Les paramètres à croiser
Le seuil minimum doit tenir compte du stock disponible, du stock réservé, des commandes fournisseurs en cours, du délai fournisseur réel, de la consommation moyenne, de la saisonnalité et de la criticité de l’article.
Pour les produits importés ou soumis à des délais longs, le stock de sécurité doit être plus prudent. Pour les articles dormants, le seuil doit être bas ou désactivé.
Par dépôt, pas seulement au total
Dans une organisation multi-entrepôts, le stock total peut sembler suffisant alors qu’une agence est en rupture. L’alerte doit donc exister par dépôt, avec possibilité de transfert avant achat.
Ce que DZ Compta doit éviter
Une alerte ne doit pas pousser à commander automatiquement un article dormant.
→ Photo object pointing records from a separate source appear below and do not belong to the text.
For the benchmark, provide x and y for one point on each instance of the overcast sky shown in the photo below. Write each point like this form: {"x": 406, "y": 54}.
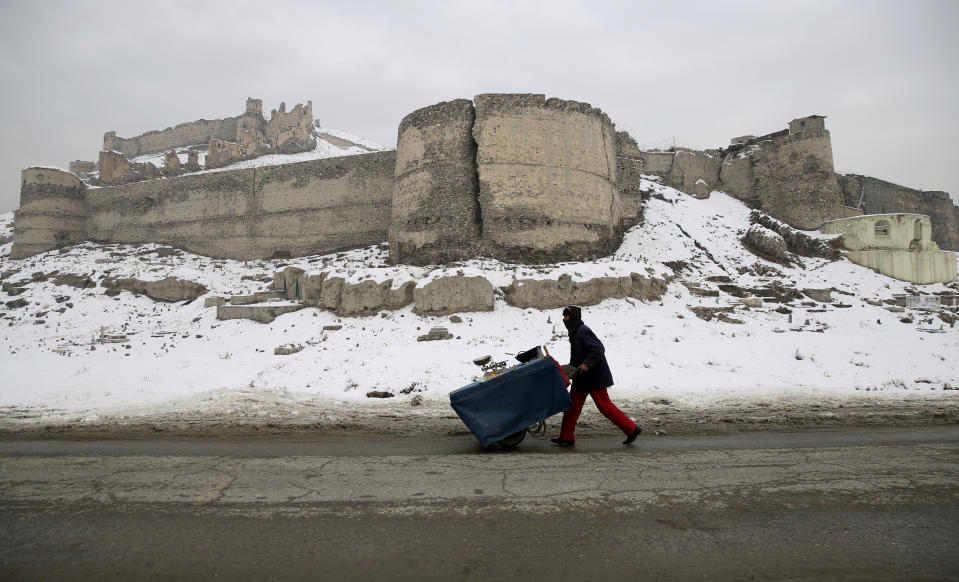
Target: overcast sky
{"x": 886, "y": 74}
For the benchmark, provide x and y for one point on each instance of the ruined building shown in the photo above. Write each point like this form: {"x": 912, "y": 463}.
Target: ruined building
{"x": 224, "y": 142}
{"x": 517, "y": 177}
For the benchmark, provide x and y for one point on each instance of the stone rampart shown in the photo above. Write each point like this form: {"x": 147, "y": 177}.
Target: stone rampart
{"x": 880, "y": 197}
{"x": 517, "y": 177}
{"x": 285, "y": 132}
{"x": 52, "y": 212}
{"x": 318, "y": 206}
{"x": 791, "y": 178}
{"x": 289, "y": 132}
{"x": 196, "y": 132}
{"x": 435, "y": 215}
{"x": 696, "y": 172}
{"x": 547, "y": 178}
{"x": 629, "y": 170}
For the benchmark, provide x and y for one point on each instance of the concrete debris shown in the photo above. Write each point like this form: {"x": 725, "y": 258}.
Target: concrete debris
{"x": 437, "y": 333}
{"x": 287, "y": 349}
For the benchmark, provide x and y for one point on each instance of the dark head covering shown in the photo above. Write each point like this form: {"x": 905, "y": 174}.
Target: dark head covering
{"x": 574, "y": 312}
{"x": 575, "y": 317}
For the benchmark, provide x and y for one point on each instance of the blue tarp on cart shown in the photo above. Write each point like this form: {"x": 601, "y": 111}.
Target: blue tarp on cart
{"x": 503, "y": 405}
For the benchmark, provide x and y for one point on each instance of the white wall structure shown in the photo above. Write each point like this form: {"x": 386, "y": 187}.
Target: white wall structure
{"x": 896, "y": 245}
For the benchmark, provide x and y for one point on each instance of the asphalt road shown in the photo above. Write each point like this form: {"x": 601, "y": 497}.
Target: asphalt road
{"x": 880, "y": 504}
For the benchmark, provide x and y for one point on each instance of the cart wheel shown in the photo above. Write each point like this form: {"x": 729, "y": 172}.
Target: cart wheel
{"x": 512, "y": 440}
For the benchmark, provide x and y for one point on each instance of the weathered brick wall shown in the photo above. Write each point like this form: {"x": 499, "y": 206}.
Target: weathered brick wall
{"x": 52, "y": 212}
{"x": 318, "y": 206}
{"x": 185, "y": 134}
{"x": 791, "y": 178}
{"x": 880, "y": 196}
{"x": 629, "y": 170}
{"x": 435, "y": 216}
{"x": 696, "y": 172}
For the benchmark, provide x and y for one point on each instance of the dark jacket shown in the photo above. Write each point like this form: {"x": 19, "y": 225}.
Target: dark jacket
{"x": 585, "y": 348}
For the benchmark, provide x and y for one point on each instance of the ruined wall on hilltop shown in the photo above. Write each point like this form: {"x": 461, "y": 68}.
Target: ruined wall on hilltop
{"x": 547, "y": 178}
{"x": 789, "y": 177}
{"x": 196, "y": 132}
{"x": 318, "y": 206}
{"x": 435, "y": 214}
{"x": 52, "y": 212}
{"x": 880, "y": 197}
{"x": 290, "y": 132}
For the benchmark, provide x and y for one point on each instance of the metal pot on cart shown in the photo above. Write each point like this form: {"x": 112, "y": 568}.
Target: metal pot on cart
{"x": 508, "y": 402}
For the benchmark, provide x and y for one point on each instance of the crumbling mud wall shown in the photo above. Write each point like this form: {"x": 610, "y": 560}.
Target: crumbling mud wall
{"x": 318, "y": 206}
{"x": 435, "y": 214}
{"x": 196, "y": 132}
{"x": 881, "y": 197}
{"x": 789, "y": 177}
{"x": 290, "y": 132}
{"x": 52, "y": 212}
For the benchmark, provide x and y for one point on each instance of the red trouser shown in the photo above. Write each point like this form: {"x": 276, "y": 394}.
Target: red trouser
{"x": 604, "y": 404}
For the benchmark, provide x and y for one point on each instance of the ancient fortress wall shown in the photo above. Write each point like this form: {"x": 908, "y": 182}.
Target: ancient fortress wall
{"x": 879, "y": 196}
{"x": 547, "y": 178}
{"x": 52, "y": 212}
{"x": 516, "y": 177}
{"x": 435, "y": 215}
{"x": 185, "y": 134}
{"x": 791, "y": 178}
{"x": 318, "y": 206}
{"x": 696, "y": 172}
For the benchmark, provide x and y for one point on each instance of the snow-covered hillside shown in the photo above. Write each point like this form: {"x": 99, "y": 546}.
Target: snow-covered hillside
{"x": 179, "y": 359}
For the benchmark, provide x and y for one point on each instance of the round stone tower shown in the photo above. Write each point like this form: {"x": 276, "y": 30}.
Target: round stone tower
{"x": 52, "y": 214}
{"x": 547, "y": 178}
{"x": 516, "y": 177}
{"x": 435, "y": 215}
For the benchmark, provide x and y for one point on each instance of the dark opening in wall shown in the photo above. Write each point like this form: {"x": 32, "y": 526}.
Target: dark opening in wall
{"x": 882, "y": 228}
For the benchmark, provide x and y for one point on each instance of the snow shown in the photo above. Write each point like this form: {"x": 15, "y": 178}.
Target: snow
{"x": 181, "y": 358}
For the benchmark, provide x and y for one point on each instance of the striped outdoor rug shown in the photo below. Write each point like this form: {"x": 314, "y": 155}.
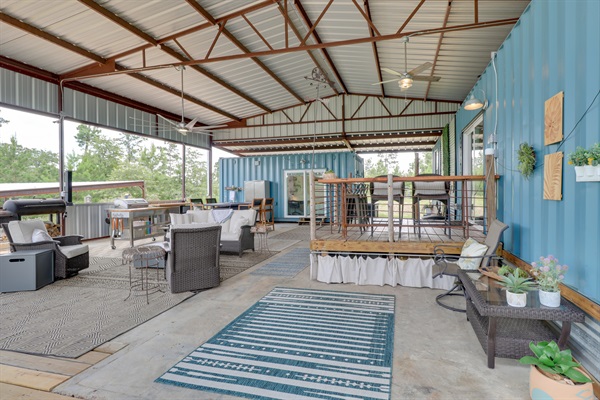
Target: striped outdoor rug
{"x": 298, "y": 344}
{"x": 287, "y": 265}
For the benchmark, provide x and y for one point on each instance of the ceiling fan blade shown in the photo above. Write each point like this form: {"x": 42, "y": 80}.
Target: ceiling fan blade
{"x": 168, "y": 120}
{"x": 191, "y": 124}
{"x": 426, "y": 78}
{"x": 379, "y": 83}
{"x": 391, "y": 71}
{"x": 421, "y": 68}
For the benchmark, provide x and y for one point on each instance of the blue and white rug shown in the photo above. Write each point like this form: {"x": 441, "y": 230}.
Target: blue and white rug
{"x": 287, "y": 265}
{"x": 298, "y": 344}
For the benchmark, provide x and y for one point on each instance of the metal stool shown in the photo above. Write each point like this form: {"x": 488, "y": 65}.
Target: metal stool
{"x": 146, "y": 257}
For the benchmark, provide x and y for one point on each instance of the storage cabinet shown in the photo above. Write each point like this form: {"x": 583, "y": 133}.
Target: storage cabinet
{"x": 26, "y": 270}
{"x": 256, "y": 190}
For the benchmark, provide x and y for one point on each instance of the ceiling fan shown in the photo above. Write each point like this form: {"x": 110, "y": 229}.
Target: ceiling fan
{"x": 408, "y": 77}
{"x": 184, "y": 128}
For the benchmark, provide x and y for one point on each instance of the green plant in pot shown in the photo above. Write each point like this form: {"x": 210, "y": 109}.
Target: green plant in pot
{"x": 554, "y": 374}
{"x": 526, "y": 158}
{"x": 517, "y": 287}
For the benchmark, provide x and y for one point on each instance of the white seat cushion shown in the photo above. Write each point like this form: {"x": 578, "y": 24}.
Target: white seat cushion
{"x": 40, "y": 236}
{"x": 471, "y": 248}
{"x": 430, "y": 188}
{"x": 22, "y": 231}
{"x": 179, "y": 219}
{"x": 74, "y": 250}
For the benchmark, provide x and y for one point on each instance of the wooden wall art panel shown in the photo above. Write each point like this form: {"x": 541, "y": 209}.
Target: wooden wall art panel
{"x": 553, "y": 119}
{"x": 553, "y": 176}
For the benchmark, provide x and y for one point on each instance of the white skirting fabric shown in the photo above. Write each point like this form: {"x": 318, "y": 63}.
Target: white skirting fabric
{"x": 364, "y": 270}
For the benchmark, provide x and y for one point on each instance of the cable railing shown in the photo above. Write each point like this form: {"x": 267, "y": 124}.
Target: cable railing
{"x": 391, "y": 208}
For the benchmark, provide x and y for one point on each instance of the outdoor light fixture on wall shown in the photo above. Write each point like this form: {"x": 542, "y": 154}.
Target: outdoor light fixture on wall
{"x": 474, "y": 103}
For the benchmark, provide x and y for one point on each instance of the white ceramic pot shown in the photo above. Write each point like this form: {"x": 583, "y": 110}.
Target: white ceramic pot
{"x": 516, "y": 299}
{"x": 550, "y": 299}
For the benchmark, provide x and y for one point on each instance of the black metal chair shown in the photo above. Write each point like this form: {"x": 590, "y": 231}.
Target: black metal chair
{"x": 447, "y": 264}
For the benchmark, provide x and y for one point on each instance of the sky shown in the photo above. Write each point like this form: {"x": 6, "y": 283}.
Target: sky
{"x": 35, "y": 131}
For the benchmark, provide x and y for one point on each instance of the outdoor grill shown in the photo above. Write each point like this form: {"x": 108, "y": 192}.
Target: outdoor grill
{"x": 35, "y": 207}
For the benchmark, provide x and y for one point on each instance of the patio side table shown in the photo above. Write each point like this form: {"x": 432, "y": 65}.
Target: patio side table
{"x": 144, "y": 258}
{"x": 506, "y": 331}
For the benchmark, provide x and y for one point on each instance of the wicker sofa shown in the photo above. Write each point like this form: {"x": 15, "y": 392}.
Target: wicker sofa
{"x": 235, "y": 229}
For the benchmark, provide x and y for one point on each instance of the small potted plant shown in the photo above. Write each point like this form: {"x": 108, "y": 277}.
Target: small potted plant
{"x": 516, "y": 287}
{"x": 526, "y": 158}
{"x": 549, "y": 274}
{"x": 579, "y": 159}
{"x": 555, "y": 375}
{"x": 329, "y": 174}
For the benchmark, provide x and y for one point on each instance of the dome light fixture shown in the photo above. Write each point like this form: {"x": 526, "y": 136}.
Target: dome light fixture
{"x": 475, "y": 104}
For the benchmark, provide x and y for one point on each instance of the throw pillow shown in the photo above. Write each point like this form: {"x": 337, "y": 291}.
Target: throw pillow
{"x": 471, "y": 248}
{"x": 180, "y": 219}
{"x": 40, "y": 236}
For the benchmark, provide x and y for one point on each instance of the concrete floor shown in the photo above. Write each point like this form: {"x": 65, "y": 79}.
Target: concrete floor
{"x": 436, "y": 352}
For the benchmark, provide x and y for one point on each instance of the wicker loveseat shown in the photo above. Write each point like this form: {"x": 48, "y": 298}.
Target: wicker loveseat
{"x": 235, "y": 233}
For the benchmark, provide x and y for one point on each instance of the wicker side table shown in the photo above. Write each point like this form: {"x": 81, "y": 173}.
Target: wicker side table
{"x": 144, "y": 259}
{"x": 506, "y": 331}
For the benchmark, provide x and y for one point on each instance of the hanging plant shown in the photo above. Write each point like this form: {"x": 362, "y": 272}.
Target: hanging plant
{"x": 526, "y": 157}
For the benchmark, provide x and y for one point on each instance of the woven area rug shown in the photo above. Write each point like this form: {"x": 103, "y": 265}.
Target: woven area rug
{"x": 298, "y": 344}
{"x": 287, "y": 265}
{"x": 73, "y": 316}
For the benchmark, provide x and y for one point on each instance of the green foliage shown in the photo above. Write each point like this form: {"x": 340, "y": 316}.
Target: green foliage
{"x": 549, "y": 358}
{"x": 579, "y": 157}
{"x": 526, "y": 158}
{"x": 515, "y": 283}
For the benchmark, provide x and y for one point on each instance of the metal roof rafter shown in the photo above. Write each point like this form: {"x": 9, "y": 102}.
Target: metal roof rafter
{"x": 243, "y": 48}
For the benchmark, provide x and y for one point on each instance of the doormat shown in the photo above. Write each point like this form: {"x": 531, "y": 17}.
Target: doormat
{"x": 298, "y": 343}
{"x": 287, "y": 265}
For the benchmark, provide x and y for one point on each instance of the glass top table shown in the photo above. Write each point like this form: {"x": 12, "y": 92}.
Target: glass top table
{"x": 506, "y": 331}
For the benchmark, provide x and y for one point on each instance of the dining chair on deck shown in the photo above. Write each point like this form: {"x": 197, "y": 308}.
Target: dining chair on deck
{"x": 431, "y": 190}
{"x": 481, "y": 256}
{"x": 379, "y": 192}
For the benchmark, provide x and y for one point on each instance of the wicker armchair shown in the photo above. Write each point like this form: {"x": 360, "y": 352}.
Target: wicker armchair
{"x": 70, "y": 255}
{"x": 447, "y": 264}
{"x": 193, "y": 260}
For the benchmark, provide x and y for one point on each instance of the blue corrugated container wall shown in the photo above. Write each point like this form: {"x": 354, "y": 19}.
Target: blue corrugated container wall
{"x": 235, "y": 171}
{"x": 553, "y": 48}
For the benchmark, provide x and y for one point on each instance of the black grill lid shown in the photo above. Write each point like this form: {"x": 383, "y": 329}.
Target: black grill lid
{"x": 35, "y": 206}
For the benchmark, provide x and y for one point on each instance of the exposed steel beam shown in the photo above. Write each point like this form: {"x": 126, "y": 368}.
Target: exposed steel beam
{"x": 143, "y": 35}
{"x": 187, "y": 97}
{"x": 244, "y": 49}
{"x": 313, "y": 26}
{"x": 374, "y": 45}
{"x": 283, "y": 12}
{"x": 251, "y": 25}
{"x": 348, "y": 42}
{"x": 410, "y": 17}
{"x": 367, "y": 17}
{"x": 317, "y": 39}
{"x": 50, "y": 38}
{"x": 437, "y": 51}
Elle ne doit pas non plus ignorer les quantités déjà réservées, les commandes fournisseurs en cours ou les articles en transfert. Le bon calcul part du stock disponible réel, pas du stock affiché en total.
Pour les produits avec lot, date ou série, l’alerte doit aussi tenir compte de la traçabilité produits. Un lot proche de péremption ou bloqué qualité ne doit pas être traité comme disponible.
Liens utiles
Sources utiles
Rendre l’alerte actionnable
Commencez par les articles critiques, pas par tout le catalogue. Assignez un responsable à chaque alerte. Gardez aussi les décisions refusées avec motif: fin de vie, stock dans un autre dépôt, fournisseur remplacé ou demande exceptionnelle.